Abstract TMP112: Increased Large Vessel Diameter is Associated With Increased Cerebral Metabolic Stress in Children With Sickle Cell Anemia

Abstract

Background: Children with sickle cell anemia (SCA) invoke compensatory mechanisms to meet cerebral oxygen demand in the setting of low oxygen carrying capacity.
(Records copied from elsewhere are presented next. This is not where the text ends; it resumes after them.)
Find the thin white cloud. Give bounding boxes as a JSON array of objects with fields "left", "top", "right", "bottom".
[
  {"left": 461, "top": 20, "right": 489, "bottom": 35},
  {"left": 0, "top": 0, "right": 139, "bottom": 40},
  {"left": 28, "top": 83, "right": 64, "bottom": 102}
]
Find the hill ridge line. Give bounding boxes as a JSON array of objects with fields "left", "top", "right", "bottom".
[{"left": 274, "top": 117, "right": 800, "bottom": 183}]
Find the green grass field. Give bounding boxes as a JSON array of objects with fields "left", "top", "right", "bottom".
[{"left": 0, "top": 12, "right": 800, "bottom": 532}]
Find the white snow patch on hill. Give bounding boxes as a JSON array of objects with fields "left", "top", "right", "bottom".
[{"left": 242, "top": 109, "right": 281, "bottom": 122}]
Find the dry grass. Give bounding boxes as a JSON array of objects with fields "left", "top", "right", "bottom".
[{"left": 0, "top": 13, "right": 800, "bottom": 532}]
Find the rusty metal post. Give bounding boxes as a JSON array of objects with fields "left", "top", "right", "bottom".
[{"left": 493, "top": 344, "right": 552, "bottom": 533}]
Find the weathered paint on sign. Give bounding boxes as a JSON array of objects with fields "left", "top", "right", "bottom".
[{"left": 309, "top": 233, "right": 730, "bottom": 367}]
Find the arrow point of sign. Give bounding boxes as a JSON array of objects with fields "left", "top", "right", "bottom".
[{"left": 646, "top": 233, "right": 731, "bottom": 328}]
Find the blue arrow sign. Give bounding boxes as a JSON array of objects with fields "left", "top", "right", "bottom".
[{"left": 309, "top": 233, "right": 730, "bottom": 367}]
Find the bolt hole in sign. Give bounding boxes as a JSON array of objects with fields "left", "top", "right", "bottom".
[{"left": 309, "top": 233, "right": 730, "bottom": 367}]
Whereas cerebral blood flow (CBF) is largely regulated by cerebral arterioles as one compensatory mechanism, we sought to determine if the cross-sectional area of the large in-flow arteries was also increased. Methods: Children and young adults with SCA underwent 3 Tesla magnetic resonance angiography (MRA) and imaging (MRI) with pseudocontinuous arterial spin labeling (pCASL) and asymmetric spin echo sequence to measure CBF and oxygen extraction fraction (OEF) respectively. Using the double oblique method, we measured artery diameters and calculated the area (A) of the vessel as A=πr 2 . The total inflow area (A T-inflow ) was the summation of the areas of distal portions of both internal carotid arteries and basilar artery. CBF, OEF, arterial oxygen content [(CaO 2 ) = 1.36*Hemoglobin*%saturation on pulse oximetry] and A T-inflow were compared between groups with nonparametric statistics. Spearman’s correlation determined relationship of A T-inflow with other variables. Results: Data was available for 29 subjects with SCA (median age 15 years (range 9-26), 45% male) and 17 age-matched controls (15y (range 9-18), 47% male) underwent scanning. Children with SCA had larger A T-inflow (36 [29, 40] mm 2 ) compared to age-matched controls (29 [26, 31] mm 2 , p=0.01). CBF and OEF were higher (p=0.001, p=0.002), and CaO 2 was lower (p<0.001) in SCA compared to controls. A T-inflow positively correlated with CBF (p=0.002) and OEF (p<0.001), and negatively correlated with CaO 2 (p=0.02; Figure ). Conclusion: Increased cross sectional area of large cerebral arteries may provide an additional compensatory mechanism in SCA to augment CBF and aid in meeting cerebral oxygen demand. Further work is needed to determine if MRA measurements provide a non-invasive precursor to increased cerebral metabolic stress and stroke risk.